Iran is putting people to death at a pace not seen there since the late 1980s, according to a new report by two rights groups. Norway-based Iran Human Rights and Paris-based Together Against the Death Penalty say at least 1,639 people were executed in 2025—a 68% jump from the previous year and an average of four per day. Most were convicted of drug offenses (795) or murder (747), with 37 executed for rape, the BBC reports. At least 57 were sentenced on security-related charges, including two protesters, and 48 women were executed, the highest female tally in more than two decades.
"By creating fear through an average of four to five executions per day in 2025, authorities tried to prevent new protests and prolong their crumbling rule," said IHR director Mahmood Amiry-Moghaddam.
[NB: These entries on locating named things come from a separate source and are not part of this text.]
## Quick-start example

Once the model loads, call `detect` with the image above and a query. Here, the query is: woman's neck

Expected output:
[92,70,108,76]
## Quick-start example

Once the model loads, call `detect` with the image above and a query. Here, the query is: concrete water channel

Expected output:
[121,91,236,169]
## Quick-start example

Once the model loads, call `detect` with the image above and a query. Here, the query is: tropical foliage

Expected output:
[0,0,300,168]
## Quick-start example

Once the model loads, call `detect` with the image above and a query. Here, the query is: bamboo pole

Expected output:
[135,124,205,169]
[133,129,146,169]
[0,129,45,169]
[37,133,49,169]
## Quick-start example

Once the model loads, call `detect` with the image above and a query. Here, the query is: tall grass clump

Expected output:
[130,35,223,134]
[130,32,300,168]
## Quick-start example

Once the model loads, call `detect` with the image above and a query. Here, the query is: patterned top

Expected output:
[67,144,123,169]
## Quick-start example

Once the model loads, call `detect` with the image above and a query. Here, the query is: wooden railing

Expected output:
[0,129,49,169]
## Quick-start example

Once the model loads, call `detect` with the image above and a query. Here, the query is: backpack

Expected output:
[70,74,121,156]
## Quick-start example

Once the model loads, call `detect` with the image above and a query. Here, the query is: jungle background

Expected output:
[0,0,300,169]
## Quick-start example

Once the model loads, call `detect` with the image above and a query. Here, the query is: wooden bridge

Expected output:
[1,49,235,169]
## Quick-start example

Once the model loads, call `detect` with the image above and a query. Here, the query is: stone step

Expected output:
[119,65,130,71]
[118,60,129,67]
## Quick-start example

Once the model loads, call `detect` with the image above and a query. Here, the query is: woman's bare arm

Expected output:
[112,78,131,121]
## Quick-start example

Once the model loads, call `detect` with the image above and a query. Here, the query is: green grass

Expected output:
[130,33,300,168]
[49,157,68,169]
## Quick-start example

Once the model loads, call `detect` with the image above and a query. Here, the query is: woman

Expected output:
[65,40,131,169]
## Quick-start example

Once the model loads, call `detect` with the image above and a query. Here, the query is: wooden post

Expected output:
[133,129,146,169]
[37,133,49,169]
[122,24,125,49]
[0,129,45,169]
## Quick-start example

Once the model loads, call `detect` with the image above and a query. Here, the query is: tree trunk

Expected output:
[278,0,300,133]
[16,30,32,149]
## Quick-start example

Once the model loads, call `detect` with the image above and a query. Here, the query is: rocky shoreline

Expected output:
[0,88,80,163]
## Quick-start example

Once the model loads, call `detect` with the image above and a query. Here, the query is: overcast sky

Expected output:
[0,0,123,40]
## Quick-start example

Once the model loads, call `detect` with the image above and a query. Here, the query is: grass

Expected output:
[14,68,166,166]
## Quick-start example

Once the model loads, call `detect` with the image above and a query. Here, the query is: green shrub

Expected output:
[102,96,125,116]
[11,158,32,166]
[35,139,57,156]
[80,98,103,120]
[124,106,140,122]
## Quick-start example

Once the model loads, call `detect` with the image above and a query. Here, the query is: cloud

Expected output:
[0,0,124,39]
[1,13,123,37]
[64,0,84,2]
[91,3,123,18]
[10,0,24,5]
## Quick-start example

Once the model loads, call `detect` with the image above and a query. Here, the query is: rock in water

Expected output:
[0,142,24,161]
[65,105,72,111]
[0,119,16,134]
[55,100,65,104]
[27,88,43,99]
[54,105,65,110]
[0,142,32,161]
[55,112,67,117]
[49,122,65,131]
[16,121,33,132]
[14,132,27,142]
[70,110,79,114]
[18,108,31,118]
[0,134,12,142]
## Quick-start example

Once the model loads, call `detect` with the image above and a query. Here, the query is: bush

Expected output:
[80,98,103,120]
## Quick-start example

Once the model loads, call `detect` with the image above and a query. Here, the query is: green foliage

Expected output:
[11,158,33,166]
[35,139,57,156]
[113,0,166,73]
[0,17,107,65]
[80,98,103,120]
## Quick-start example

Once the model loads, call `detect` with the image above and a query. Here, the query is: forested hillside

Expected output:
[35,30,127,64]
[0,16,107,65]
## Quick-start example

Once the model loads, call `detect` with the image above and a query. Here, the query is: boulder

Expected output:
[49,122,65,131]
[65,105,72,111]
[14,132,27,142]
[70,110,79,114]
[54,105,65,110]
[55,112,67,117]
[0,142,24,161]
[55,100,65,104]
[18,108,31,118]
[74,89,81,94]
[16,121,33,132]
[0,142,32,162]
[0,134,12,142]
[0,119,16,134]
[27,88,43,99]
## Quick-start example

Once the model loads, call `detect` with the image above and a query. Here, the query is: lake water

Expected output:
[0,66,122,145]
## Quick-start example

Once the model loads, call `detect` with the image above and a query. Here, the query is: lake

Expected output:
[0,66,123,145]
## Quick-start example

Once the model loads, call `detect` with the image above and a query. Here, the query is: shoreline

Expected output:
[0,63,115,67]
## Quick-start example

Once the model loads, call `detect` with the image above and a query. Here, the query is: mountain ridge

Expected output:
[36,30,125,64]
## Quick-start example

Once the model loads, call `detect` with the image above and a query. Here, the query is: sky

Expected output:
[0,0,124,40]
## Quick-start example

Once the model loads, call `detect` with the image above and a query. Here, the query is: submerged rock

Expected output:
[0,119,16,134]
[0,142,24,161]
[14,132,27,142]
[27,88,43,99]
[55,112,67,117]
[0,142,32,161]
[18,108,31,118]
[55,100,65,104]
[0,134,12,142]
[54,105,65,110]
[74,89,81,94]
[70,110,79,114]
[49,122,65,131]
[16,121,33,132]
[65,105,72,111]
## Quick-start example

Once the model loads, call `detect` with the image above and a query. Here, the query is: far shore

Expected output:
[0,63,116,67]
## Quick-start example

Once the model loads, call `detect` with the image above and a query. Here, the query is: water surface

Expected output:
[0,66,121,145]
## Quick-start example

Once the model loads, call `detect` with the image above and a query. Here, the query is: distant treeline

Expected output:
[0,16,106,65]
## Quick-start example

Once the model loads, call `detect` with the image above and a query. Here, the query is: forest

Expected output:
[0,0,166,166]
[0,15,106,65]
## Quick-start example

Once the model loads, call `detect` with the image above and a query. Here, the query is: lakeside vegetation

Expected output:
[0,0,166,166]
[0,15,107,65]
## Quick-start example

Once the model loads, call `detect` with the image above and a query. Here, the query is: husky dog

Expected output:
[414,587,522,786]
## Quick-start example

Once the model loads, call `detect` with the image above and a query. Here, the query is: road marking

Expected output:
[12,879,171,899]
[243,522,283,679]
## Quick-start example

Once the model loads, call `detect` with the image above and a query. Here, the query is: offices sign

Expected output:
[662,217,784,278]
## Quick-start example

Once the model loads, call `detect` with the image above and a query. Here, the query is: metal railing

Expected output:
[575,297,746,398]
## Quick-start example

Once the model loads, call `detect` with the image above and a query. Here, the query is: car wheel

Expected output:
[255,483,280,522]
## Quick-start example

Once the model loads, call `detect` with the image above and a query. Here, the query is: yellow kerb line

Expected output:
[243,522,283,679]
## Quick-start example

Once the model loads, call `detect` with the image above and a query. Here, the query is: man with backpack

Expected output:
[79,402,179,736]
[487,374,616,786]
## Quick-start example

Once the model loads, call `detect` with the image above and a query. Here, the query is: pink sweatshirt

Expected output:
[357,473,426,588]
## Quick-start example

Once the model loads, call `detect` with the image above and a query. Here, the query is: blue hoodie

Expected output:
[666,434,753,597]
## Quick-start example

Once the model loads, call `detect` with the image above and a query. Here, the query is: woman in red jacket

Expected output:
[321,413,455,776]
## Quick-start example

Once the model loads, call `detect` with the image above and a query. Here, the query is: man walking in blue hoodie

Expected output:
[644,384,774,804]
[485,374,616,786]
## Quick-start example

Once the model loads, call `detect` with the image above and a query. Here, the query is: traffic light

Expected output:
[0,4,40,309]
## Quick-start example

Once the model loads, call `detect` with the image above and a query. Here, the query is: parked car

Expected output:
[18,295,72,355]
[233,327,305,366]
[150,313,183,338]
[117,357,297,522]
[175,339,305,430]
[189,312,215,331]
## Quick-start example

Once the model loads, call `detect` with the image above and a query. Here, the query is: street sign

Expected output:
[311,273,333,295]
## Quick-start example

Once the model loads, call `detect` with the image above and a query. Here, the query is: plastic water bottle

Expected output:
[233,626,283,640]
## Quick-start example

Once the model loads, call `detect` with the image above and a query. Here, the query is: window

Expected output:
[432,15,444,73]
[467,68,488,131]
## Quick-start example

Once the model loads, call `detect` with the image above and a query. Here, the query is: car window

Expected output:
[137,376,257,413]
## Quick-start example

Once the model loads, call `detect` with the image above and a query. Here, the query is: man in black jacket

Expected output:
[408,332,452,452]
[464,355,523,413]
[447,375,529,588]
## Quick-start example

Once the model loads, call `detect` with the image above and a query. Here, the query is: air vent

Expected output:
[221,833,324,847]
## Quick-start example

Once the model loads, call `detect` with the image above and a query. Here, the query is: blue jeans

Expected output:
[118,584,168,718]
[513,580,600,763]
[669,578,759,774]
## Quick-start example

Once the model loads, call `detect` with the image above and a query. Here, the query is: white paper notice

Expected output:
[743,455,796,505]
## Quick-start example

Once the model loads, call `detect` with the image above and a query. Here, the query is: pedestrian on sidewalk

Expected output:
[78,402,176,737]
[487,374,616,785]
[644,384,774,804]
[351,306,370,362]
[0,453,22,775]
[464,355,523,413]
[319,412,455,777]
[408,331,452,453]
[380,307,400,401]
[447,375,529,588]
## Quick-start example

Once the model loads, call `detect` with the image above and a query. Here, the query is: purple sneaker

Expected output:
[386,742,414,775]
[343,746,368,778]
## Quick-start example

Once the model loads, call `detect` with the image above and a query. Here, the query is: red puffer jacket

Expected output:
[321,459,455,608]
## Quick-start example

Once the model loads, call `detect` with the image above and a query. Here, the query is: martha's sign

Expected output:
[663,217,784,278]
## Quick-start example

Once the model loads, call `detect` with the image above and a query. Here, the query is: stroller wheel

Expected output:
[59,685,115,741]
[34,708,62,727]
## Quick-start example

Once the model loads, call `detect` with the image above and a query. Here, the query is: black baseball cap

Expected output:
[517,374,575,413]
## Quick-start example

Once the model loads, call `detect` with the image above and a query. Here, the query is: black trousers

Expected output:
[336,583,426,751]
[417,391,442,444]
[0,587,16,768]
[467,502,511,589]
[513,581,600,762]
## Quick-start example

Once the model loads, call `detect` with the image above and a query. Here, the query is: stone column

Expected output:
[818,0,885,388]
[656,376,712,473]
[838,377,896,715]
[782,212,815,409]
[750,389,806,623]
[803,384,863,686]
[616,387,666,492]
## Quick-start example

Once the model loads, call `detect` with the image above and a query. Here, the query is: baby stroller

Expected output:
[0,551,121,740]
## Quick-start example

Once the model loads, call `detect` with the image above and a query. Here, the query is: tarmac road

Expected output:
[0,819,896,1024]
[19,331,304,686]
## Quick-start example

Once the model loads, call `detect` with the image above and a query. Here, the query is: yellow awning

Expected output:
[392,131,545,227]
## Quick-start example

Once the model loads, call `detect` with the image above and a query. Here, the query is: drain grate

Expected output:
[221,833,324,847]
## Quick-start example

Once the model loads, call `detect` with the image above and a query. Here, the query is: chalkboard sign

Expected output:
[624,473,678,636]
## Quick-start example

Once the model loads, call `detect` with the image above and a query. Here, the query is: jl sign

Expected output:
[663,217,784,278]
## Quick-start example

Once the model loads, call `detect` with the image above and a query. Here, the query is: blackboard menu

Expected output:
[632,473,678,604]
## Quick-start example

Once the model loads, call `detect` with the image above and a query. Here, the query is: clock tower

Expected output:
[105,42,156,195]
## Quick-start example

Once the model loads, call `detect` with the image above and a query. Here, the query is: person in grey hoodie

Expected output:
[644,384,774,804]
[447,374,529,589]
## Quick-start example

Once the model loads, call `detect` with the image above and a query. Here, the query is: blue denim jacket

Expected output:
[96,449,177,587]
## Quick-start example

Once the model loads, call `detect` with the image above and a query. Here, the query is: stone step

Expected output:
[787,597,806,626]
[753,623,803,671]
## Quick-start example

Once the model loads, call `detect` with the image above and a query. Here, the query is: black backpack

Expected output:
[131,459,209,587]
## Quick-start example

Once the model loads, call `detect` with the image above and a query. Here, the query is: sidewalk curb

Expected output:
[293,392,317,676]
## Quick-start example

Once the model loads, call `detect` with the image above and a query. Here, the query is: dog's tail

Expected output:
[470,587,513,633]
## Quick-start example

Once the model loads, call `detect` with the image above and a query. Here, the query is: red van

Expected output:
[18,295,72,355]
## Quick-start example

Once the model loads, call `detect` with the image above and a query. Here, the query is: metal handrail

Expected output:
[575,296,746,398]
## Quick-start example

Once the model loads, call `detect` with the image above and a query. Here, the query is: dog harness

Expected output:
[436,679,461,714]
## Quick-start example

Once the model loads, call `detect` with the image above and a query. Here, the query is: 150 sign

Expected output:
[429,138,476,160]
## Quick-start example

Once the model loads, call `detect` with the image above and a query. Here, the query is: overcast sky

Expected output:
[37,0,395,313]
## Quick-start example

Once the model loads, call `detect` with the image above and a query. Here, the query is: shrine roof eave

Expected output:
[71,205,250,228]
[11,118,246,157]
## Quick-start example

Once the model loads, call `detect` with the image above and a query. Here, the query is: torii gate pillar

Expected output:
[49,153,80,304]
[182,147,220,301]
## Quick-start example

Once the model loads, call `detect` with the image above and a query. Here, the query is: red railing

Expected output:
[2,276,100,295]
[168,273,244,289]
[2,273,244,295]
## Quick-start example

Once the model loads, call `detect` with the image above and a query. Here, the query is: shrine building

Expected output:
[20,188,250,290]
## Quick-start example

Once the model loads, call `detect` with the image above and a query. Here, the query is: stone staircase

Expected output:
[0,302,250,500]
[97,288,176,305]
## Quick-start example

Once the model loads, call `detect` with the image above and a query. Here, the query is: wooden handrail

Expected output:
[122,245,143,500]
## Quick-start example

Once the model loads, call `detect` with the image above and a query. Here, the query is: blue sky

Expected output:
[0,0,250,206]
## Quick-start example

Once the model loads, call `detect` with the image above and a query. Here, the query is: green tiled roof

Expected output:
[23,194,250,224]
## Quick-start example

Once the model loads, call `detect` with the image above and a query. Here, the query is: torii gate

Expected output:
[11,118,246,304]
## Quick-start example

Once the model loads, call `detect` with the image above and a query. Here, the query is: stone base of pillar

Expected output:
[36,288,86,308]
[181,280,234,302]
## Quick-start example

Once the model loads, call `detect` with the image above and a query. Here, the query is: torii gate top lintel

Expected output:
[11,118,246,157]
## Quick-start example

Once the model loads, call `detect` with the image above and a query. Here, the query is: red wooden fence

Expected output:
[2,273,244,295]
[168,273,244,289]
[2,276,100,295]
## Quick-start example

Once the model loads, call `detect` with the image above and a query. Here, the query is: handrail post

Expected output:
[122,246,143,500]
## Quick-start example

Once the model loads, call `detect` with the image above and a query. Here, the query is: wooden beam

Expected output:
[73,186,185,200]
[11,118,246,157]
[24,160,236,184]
The groups say ethnic minorities and other marginalized people were disproportionately among those hanged, and that more than half the executions followed Revolutionary Court rulings after what they call "grossly unfair" trials.
The groups warn that more executions are looming: at least 16 people tied to the 2022 "Woman, Life, Freedom" protests face imminent execution, with dozens more already sentenced to death. The NGOs say at least seven people have been executed in connection with January's protests since the war with the US and Israel began, including a teen wrestler and a dual Iranian-Swedish citizen, France24 reports. They say that if the regime "survives the current crisis, there is a serious risk that executions will be used even more extensively as a tool of oppression and repression."